4. What is the constitutional significance of PCs? Ed makes a useful point about the dangers of relying too much on analogies. We readily admit that just because treaty-making deserves constitutional scrutiny, it does not follow that political commitments must as well. For our part, we used a functional analysis to show that the reasons for constitutional concern with treaty functions are no longer limited to treaty-making. This is particularly true given the numerous cases where treaty compliance and political commitment compliance implicate the same set of responses; i.e., in those (many) cases where treaty-makers decline to adopt legal tools for enforcing or implementing the treaty. To the extent that some political commitments serve the same functions (and implicate the same risks) as some treaties, that functional overlap does, we believe, provide a good reason for considering the executive’s authority to make political commitments as a matter of U.S. law.
Moreover, part of the controversy surrounding the Iraq SFA—and other political commitments—is the perception that the executive branch uses “unregulated” political commitment to circumvent constitutional treaty-making rules. Our approach would respond to this democracy problem without having to force political commitments into the treaty box where they clearly do not belong. Ed points out that our logic suggests that the Constitution might similarly care about unilateral executive action with international significance comparable to treaties or political commitments.
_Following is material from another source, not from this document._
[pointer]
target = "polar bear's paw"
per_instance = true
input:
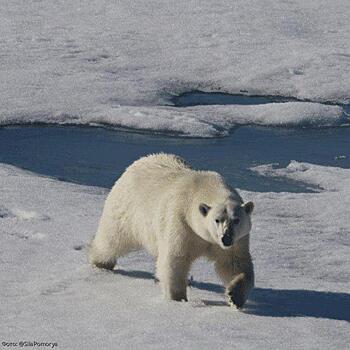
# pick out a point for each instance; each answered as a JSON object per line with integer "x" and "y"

This is an interesting observation, and suggests a need for future scholarship; there’s certainly room for some further theorizing here (perhaps Ed has found his next article?).
5. What makes this such a wonderful article? As nice as Ed’s closing words are to hear, we’ll defer this question to our readers. If beauty is in the eye of the beholder, we hope that some of you will appreciate the contribution our work makes, but we acknowledge that some (hopefully not too many of you) may disagree. We hope to hear from you all. And we look forward to hearing from and responding to Professor Ramsey later today when he joins the discussion.